GLP-1
A New Potential Target For Obesity and Type II Diabetes
This is one of the topics I will be discussing in my dissertation next month. One of the more recent advances in the treatment of Type II Diabetes and obesity is the use of GLP-I or Glucagon-Like Peptide I as a target for treatment.
GLP-I is a 31 amino acid long peptide secreted in the intestinal tract, by the L-cells of the duodenum, and to a lesser extent by the islets of Langerhans and the central nervous system. Though GLP-I is a potentiator of insulin secretion, and may therefore seem rather unfit for treatment in the aforementioned disorders, it has other benefits that make it very attractive.

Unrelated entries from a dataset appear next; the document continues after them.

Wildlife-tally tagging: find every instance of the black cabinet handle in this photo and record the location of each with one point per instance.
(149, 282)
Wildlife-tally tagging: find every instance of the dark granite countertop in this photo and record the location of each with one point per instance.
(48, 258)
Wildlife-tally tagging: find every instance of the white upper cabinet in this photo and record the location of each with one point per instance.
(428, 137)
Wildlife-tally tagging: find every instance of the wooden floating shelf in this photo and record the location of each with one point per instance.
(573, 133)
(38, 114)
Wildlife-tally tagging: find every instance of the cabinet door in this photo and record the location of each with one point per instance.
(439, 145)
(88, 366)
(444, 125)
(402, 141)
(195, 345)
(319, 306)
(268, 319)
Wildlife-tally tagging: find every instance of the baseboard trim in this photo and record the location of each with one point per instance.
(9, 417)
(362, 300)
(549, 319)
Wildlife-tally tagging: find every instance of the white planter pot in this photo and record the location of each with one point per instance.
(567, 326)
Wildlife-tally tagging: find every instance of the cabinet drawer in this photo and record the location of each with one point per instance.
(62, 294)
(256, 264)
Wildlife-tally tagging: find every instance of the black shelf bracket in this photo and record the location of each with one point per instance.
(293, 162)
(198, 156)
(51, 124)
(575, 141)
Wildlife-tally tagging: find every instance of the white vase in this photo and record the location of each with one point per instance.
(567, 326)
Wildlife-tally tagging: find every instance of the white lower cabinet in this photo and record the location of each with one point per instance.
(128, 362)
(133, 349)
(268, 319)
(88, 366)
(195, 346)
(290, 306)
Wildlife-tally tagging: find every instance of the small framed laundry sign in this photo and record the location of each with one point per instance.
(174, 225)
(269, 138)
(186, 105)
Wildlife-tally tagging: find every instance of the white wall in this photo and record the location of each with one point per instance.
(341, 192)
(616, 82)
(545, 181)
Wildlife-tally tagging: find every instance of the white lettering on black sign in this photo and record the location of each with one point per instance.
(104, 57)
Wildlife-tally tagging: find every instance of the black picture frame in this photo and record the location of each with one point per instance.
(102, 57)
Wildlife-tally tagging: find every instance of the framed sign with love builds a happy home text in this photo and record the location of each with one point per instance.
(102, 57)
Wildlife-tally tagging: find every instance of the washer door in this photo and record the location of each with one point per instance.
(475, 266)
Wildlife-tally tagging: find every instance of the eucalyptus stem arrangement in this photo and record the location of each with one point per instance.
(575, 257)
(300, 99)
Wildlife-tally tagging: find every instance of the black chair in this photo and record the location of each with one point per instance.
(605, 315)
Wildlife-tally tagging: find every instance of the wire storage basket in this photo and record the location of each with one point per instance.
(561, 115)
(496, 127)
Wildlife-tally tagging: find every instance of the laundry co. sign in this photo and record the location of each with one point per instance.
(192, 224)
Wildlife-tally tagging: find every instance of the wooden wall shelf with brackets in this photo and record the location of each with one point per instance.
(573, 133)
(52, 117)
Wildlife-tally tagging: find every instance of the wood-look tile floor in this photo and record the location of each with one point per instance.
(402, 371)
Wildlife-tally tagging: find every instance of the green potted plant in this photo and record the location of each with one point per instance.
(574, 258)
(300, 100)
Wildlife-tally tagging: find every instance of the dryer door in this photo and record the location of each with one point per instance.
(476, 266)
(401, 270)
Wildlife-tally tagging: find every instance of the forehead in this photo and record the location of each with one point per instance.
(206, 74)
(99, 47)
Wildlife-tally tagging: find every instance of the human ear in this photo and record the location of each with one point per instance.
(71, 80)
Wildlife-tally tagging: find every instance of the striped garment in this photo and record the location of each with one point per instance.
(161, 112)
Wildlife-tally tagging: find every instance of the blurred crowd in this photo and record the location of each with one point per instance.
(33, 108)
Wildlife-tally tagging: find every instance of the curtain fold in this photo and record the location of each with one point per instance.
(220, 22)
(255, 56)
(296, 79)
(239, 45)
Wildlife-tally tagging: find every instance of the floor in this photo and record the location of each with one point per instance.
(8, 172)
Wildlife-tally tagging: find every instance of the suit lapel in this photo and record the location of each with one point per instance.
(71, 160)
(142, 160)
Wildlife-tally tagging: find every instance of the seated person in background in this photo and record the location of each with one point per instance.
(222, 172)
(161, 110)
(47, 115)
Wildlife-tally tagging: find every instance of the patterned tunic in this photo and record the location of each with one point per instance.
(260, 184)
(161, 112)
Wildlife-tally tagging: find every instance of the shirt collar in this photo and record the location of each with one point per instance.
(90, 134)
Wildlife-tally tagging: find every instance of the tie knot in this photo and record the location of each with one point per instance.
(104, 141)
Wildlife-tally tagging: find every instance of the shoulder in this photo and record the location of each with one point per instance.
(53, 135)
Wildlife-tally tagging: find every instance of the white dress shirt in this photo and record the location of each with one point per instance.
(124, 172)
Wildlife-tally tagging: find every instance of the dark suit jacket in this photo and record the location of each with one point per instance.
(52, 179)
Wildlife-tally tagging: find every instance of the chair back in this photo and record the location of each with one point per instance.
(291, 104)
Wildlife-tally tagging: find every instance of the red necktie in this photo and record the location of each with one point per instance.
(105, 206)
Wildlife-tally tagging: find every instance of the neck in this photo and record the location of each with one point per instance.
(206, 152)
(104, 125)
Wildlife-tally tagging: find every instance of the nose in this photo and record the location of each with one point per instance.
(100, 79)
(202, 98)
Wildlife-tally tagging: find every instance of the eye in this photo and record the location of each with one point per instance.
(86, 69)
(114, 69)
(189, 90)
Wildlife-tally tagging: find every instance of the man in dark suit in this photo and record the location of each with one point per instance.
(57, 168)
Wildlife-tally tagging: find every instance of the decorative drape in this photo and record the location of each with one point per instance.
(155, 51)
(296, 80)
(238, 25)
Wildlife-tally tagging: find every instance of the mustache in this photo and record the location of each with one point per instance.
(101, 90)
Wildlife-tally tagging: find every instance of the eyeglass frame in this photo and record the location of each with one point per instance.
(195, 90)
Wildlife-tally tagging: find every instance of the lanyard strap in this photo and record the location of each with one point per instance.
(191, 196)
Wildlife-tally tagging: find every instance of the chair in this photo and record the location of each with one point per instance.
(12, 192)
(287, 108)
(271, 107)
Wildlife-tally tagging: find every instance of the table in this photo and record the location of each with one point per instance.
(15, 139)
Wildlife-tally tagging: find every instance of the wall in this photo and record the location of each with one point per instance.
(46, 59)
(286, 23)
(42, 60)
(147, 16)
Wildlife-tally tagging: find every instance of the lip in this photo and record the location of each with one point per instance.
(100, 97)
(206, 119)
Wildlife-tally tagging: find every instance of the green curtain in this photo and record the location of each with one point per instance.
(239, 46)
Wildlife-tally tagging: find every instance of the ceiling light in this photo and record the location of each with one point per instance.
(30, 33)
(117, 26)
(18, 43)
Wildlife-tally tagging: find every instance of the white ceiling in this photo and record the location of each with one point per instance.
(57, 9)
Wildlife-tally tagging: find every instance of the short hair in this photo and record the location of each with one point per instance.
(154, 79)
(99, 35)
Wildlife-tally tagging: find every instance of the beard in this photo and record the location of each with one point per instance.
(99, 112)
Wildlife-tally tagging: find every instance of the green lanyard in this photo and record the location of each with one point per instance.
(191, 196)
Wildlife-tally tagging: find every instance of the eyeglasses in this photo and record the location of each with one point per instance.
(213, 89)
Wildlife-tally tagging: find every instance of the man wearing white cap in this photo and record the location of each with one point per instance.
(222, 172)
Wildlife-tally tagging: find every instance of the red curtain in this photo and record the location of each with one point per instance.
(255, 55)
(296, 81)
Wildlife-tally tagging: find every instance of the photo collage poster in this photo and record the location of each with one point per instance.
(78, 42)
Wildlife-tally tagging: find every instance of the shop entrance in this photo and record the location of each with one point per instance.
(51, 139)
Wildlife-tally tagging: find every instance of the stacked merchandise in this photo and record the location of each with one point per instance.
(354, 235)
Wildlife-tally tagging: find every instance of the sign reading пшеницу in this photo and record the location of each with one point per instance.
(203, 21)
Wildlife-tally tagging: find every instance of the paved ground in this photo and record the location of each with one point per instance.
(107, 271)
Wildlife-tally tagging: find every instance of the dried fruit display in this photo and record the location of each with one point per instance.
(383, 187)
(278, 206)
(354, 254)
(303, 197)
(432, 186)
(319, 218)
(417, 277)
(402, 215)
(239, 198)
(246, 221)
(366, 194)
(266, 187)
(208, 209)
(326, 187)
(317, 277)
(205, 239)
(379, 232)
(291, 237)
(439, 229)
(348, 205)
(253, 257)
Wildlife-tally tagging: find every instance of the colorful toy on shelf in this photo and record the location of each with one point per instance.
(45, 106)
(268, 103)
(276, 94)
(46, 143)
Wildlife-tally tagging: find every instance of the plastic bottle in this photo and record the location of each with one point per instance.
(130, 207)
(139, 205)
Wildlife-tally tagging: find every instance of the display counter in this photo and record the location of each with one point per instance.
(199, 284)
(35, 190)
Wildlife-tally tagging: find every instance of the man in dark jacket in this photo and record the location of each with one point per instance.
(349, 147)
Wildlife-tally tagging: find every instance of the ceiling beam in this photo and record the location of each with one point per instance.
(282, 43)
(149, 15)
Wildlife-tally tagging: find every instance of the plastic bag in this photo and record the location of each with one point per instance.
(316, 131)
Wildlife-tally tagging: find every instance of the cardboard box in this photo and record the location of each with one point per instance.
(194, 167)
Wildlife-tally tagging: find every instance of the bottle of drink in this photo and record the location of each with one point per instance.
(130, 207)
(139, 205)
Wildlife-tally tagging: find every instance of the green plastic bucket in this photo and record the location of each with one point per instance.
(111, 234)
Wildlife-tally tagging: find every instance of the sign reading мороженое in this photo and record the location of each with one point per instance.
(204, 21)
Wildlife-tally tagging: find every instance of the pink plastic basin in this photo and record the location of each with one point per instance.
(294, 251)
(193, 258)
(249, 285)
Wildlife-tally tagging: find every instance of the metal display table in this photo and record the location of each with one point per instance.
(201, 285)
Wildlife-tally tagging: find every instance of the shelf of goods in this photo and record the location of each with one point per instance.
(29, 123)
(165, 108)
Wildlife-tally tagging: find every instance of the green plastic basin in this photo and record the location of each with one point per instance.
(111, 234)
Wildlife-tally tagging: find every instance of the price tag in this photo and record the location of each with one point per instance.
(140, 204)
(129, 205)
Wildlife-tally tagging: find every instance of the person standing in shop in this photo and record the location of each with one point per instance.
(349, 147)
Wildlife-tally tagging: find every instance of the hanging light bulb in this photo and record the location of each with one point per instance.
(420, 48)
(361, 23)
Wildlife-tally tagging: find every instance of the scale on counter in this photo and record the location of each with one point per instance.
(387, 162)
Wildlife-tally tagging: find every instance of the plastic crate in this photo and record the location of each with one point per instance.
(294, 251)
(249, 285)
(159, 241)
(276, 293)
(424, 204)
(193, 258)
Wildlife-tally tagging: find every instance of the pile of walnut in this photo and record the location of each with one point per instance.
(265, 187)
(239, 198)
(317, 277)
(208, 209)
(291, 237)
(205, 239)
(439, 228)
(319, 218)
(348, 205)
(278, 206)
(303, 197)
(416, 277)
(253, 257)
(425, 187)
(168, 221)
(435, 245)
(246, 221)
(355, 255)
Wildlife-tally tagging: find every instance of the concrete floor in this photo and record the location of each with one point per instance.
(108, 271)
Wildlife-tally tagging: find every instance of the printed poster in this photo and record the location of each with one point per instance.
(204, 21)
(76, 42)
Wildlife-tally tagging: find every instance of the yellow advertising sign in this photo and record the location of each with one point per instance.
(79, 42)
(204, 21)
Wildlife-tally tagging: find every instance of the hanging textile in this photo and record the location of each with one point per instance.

It has the potential to reduce appetite, increase insulin sensitivity, slow gastric emptying and digestion and promote glucose expenditure (Ahren et al, 1997; Meneilly et al, 2001). All of which would greatly ameliorate conditions of overweight or insulin insensitivity.
On top of that there is a way to circumvent the insulin secretion problem. While GLP-I is capable of increasing insulin biosynthesis and Beta-cell size on its own (thereby alleviating problems associated diabetes) (Tourrel et al, 2001; Wang et al, 2002), it is dependent on a blood glucose level of 4.3 mmol/l or higher to actually increase insulin secretion. Meaning that in combination with a low-carb diet GLP-I forms a unique and interesting target for the treatment of such disorders.
GLP-I reduces appetite, and with it food and water intake, by functioning as an anorexigenic hormone as well as an inhibitor of orexigenic hormones (Kiefer and Habener, 1999; Drucker, 2003; Turton et al, 1996). The signals promote satiety and create an aversion to further food intake. In both lean and obese subjects, administration of GLP-I lead to decreased food intake.
As an added benefit, GLP-I has neuroprotective benefits (Perry et al, 2003) and may play a role in learning. The method by which GLP-I actually signals the brain to do this is not yet clear.
It may be through direct production in the central nervous system, but more likely via either systemic GLP-I from the L-cells in the digestive tractus, or through peripheral signalling from afferent nerves located there that reach the paraventricular nucleus. A similar case with GLP's effects on slowing gastric emptying, which are likely the result of direct action in the digestive tract and nervous control.
A lot of GLP's effects on the other hand seem to be related to its effects on endocrine function. We already know that GLP produces somatostatin, and if glucose is high enough increases insulin and reduces glucagon secretion, but it also has effects on the release of ACTH (leading to increased cortisol) and LH (leading to increased testosterone).
Leaving us with an irreconcilable problem as to whether GLP-I is anabolic, anti-catabolic, or catabolic. Preliminary studies seem to point towards a more anabolic effect, but if this needs to be judged in light of GLP's effects on insulin, then we need to take care not to extrapolate this to situations of low glucose intake, when it no longer has an effect on insulin release.
Especially since acute stimulation (Kieffer and Habener, 1999) seems to preferentially increase ACTH, and with the extremely short half-life of GLP-I (just a few minutes) it's hard to see any increase as being chronic.
The latter seems to also be the main research-topic when looking at the practical application of this model to treat obesity : coming up with analogues that have a longer half-life. GLP-I is cleared by the reduction of the alanine at the N-terminal by the enzyme DPPIV, while its active part is located at the C-terminal. That leaves a lot of room for alternate amino acid sequences at the N-terminal to avoid destruction by DPPIV without compromising the activity of the peptide.
Of course such manufactured peptides will never make it to the supplement market, so the rest of us have to get by with the promotion of natural GLP-I. GLP-I release is triggered by the intake of glucose, fat or a combination of the two. Obviously taking in glucose is not an option since that would potentiate insulin increase and set us back to square one.